Vue plongeante sur la nationale, des travaux à perte de vue (construction des voies de tramway), de multitudes barrières en béton, d’autres en plastique, des grillages les surélevant, des pelles mécaniques, des camions de chantier, des bulldozers, des rouleaux compresseurs, des hommes aux gilets jaunes à bandes grises phosphorescentes, d’autres en costumes cravates affublés de casques et plans de chantier , des feux tricolores mobiles, des panneaux de tout types, de direction, d’obligation, d’interdiction, de danger déplacés au gré de l’avancé des travaux. C’est un grand désordre organisé, un jeu « playmobile » pour enfant géant avec des centaines d'objets et personnages. Le sol est éventré, maltraité, les mobiliers urbains sont bousculés, les arrêts bus sont substitués par des planches de bois ; L’avenue est méconnaissable, pas un arbre n’a résisté, plus un carré d’herbe. Dans cette apocalypse organisée, des voitures, camions, bus et tous autres véhicules roulants tentent d’user de leur droit de circulation sur un circuit chaque jour réinventé délimité par des bittes en plastique jaune et blanc et des blocs de béton.
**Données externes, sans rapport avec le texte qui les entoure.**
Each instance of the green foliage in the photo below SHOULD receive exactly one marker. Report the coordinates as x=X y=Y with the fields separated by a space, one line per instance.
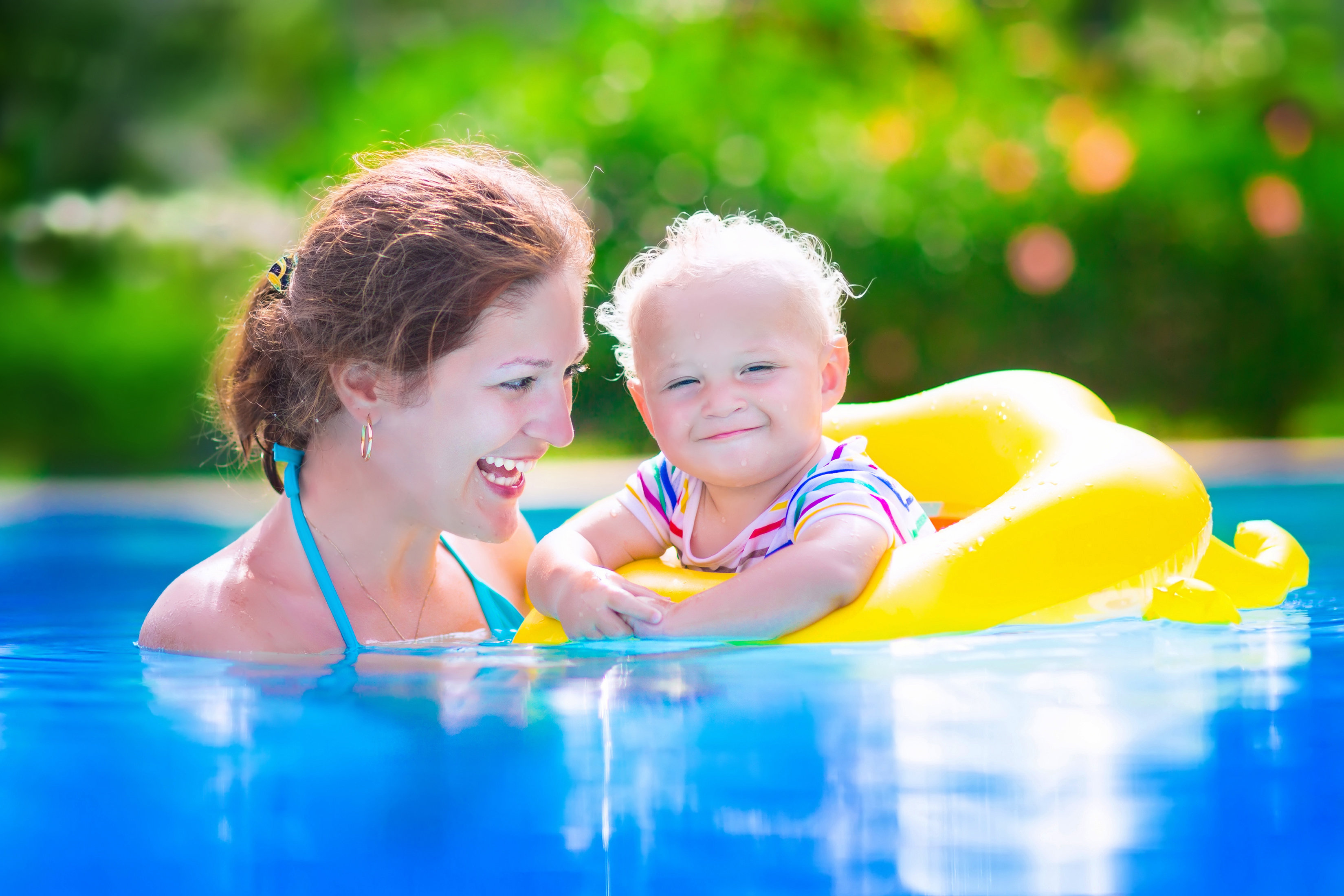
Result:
x=917 y=138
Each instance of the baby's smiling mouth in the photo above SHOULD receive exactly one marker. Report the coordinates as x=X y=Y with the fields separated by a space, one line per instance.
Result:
x=730 y=433
x=504 y=471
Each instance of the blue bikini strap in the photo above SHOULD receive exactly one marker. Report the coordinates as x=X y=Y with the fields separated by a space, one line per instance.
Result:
x=293 y=459
x=500 y=616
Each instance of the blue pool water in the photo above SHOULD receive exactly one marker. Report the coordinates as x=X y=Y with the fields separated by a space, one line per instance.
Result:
x=1122 y=757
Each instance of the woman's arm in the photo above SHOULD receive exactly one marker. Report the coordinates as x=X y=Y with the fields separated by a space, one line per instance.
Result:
x=570 y=578
x=827 y=569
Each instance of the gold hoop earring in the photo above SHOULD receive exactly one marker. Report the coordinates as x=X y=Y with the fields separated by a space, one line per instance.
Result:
x=366 y=440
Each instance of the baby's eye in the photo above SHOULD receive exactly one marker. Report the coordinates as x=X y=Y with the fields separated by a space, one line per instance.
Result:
x=521 y=384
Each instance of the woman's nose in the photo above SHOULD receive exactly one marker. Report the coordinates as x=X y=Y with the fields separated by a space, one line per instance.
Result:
x=550 y=419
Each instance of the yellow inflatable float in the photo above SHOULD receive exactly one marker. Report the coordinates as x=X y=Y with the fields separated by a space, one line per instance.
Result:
x=1047 y=512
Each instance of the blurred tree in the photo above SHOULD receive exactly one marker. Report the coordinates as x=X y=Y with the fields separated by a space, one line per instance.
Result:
x=1144 y=197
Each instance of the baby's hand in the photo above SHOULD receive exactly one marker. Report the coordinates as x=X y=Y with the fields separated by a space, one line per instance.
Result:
x=600 y=604
x=650 y=629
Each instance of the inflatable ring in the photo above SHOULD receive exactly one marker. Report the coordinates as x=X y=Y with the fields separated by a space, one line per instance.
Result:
x=1050 y=511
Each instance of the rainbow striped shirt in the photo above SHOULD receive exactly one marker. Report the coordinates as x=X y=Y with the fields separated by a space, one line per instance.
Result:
x=846 y=484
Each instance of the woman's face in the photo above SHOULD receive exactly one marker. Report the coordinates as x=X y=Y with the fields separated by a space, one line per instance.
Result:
x=490 y=410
Des chicanes, des ronds-points éphémères apparaissent de ci de là. Les passages sont étroits, deux files se croisent au lieu de deux de chaque côté avant le début des travaux. Le trafic est difficile, les bouchons sont quasi permanents, On imagine que le stress des automobilistes est décuplé.Paradoxalement cette situation est loin de me déplaire. Dans le bus ma position est privilégiée, le temps imparti pour effectuer le parcours est augmenté. Je peux aisément prendre « mon mal en patience » et profiter de ces aléas pour observer mes congénères. Tout cela ne manque pas d’intérêt. Une proximité inhabituelle avec la file qui nous croise exacerbe la curiosité. Les arrêts fréquents et durables des voitures me métamorphosent en « voyeuse » surélevée par la hauteur du poste de conduite du bus. J’accède visuellement
aux habitacles, j’imagine les conversations, les humeurs, je m’explique les mutismes par une dispute antérieure ou alors un désintéressement chronique, j’invente les existences à la vue du siège bébé, d’un CD ou d’une revue abandonnés sur le siège, des courses qui débordent des sacs. Je compose des familles, des liens amoureux, je forme des couples à ma guise. « Tu joues aux sim’s » dirait ma fille.
« Laisse moi regarder dans ta voiture et je te dirais quelle est ta vie hi hi hi!»